Suggestions to Start Your Reading Year
Anyone who has made resolutions to read more in 2017 can start the year off by adding these foodie fiction titles to their reading list.
The School of Essential Ingredients by Erica Bauermeister (2009)
As a seasoned chef, Lillian opens up her restaurant kitchen one night a week to teach cooking classes. The story is told through the eyes of eight students. Whether cooking crab, baking cake, rolling pasta, or dipping into fondue, Lillian’s culinary style provides guidance about the perfect ingredients that help both in developing delicious recipes and solving relationship issues outside the kitchen. A mix of genders, ages, and professions, the students are so attuned to Lillian’s cooking that the food itself becomes a character, and they each begin to understand how they cook and taste food in their own individual ways. The lessons in cooking, along with the right ingredients, help the students conjure memories from the past or find direction for a life that needed new meaning. Just as the cooking classes give the students a chance to step out of their everyday lives, Bauermeister’s story is an escape into the interlocking lives of this group of people sharing in the pleasures of food.
The Cake Therapist by Judith Fertig (2015)
Claire is searching for personal healing when she brings her skills as a pastry chef back to her hometown to open Rainbow Cake bakery. It’s no surprise that dessert can be good therapy, and Claire discovers that she cannot find the answers she is looking for until she tastes them, since flavours are strong indicators of mood in this story. It is only by being busy in the bakery, caught up in the details of cake decorating, that Claire can make sense of the world to fill the holes in her heart. With more flavours, aromas, and colours than even the name of her bakery can evoke, she immerses herself in the business of wedding cakes. Psychology runs deep as Claire assesses the needs of her bride-to-be clients through cake tastings, discovering flavours that momentarily make them forget about life’s problems, bring back pleasant family memories, and even bring a small town mystery to light when an antique wedding ring unexpectedly resurfaces in her bakery.
The Hundred-Foot Journey by Richard C. Morais (2010)

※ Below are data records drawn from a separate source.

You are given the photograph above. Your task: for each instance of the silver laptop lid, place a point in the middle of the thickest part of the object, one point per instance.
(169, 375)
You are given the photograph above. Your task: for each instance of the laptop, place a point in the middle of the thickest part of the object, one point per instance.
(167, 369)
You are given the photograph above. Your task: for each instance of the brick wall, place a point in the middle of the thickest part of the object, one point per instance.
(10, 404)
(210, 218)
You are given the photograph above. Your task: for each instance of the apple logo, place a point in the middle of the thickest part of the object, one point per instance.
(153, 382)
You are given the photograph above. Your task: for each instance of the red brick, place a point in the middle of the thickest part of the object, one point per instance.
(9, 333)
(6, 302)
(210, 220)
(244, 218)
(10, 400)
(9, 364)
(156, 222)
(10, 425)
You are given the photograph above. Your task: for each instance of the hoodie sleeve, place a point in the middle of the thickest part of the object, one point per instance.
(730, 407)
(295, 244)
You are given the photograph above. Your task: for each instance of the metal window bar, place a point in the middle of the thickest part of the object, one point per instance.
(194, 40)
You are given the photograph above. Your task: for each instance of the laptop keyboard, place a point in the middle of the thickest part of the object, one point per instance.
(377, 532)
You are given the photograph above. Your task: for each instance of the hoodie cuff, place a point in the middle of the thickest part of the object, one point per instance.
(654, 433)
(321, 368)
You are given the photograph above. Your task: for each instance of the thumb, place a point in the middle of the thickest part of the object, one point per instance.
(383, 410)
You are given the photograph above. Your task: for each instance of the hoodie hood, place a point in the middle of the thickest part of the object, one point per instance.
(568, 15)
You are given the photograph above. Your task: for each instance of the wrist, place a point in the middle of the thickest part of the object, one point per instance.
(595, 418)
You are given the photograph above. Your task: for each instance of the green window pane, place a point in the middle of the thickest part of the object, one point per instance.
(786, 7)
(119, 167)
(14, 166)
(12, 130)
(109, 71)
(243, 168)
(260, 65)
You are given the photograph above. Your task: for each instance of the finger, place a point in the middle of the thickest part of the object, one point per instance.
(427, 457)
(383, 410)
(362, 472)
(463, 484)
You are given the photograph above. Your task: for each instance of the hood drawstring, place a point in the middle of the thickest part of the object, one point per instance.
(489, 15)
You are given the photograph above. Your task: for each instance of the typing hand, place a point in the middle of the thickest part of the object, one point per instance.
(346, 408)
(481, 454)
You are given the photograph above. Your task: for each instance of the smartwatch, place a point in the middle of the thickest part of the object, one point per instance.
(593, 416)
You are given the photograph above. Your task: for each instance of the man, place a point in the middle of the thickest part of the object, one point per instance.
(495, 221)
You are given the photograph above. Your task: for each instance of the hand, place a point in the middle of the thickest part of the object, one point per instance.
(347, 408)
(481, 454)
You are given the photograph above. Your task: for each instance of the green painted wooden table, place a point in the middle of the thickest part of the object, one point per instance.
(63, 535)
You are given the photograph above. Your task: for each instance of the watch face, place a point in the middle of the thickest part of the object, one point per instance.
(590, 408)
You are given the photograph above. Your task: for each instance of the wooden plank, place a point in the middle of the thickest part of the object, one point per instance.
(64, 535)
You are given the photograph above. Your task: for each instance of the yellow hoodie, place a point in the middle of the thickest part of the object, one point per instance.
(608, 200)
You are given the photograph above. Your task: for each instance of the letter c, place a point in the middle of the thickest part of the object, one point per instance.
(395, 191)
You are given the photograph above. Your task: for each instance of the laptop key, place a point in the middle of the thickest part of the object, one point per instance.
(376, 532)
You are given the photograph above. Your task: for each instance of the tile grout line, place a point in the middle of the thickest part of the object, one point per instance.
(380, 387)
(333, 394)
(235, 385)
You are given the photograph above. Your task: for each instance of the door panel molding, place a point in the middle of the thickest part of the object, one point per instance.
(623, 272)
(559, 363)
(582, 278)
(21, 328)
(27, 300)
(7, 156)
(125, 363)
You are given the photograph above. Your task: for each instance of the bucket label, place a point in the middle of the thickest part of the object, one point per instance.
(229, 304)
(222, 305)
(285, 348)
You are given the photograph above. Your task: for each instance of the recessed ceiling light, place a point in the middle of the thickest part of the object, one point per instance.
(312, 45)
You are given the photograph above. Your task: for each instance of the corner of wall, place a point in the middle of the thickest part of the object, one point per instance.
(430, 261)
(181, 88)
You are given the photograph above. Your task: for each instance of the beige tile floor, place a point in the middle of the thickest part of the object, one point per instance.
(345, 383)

Across cities and continents, we follow Hassan on a global journey starting in India and ending in France, with a short stay in England in between. All the while Hassan does not know what he is looking for, only knowing that the aromas and flavours of the family restaurant from his childhood have shaped who he is. When his father opens a new restaurant in France, the culinary culture of India takes on French cuisine in a bitter restaurant rivalry, and Hassan takes a hundred-foot journey that changes his life forever; physically, it is a short distance between two different restaurants in the same town, but ethnically, the gap is enormous. Other French chefs begin to notice that Hassan is a natural born chef with “the culinary equivalent of perfect pitch” and his destiny is intertwined with haute cuisine, Bombay street food, and Michelin stars.
Darin Cook is a freelance writer based in Chatham who keeps himself well-read and well-fed by visiting the bookstores and restaurants of London.